I'd like to see a neutral productivity measure? Whether you tell me it went way up or way down I tend to be suspicious of productivity measures being neutral to perception changes that effect expectation, non paradoxical, etc.

It makes a lot of intuitive sense: people feel more productive because they're twiddling switches but they're spending so much time on tooling it doesn't actually increase output (this is more or less what the MIT study found: 20% perception of productivity, 20% lower actual output).

  • Sure but increased output would mean code. I don't think generating a lot of code is itself developer productivity. Some people could be using it to stop themselves from creating bad code which is developer productivity. While I find it a bit unlikely people are using it in this way (in terms of the average) I would most certainly have made this argument if code quantity was up from LLMs so I can't claim to know a quantitative measure.

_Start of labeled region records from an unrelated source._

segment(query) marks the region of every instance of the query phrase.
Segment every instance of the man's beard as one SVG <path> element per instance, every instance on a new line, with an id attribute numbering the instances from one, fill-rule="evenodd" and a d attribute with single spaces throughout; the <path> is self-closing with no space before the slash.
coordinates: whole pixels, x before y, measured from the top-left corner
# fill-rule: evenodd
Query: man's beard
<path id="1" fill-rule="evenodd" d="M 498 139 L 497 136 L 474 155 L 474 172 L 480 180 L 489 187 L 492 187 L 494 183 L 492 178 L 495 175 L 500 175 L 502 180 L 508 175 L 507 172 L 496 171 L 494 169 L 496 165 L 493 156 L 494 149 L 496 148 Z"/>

    • My hypothesis for why our developers have reduced productivity is that LLM assisted coding has made reviews much more difficult. The words that are written are subtly more complex for a human to understand compared to what our engineers would have previously written themselves. Sort of an uncanny valley effect.

      Couple that with engineers across the board mentioning that they feel like they're losing proficiency in an understanding of the codebase and where things are.

    • The model that does make sense to me is (and the only actual success stories I've seen) is people saying "it let me quickly produce a piece of software that otherwise wouldn't have been worth the time to create". That is definitely an increase in productivity, but "software people aren't actually willing to pay for can now be made much more cheaply" is a much different claim than the marketing is making (which I read to be TFA's point).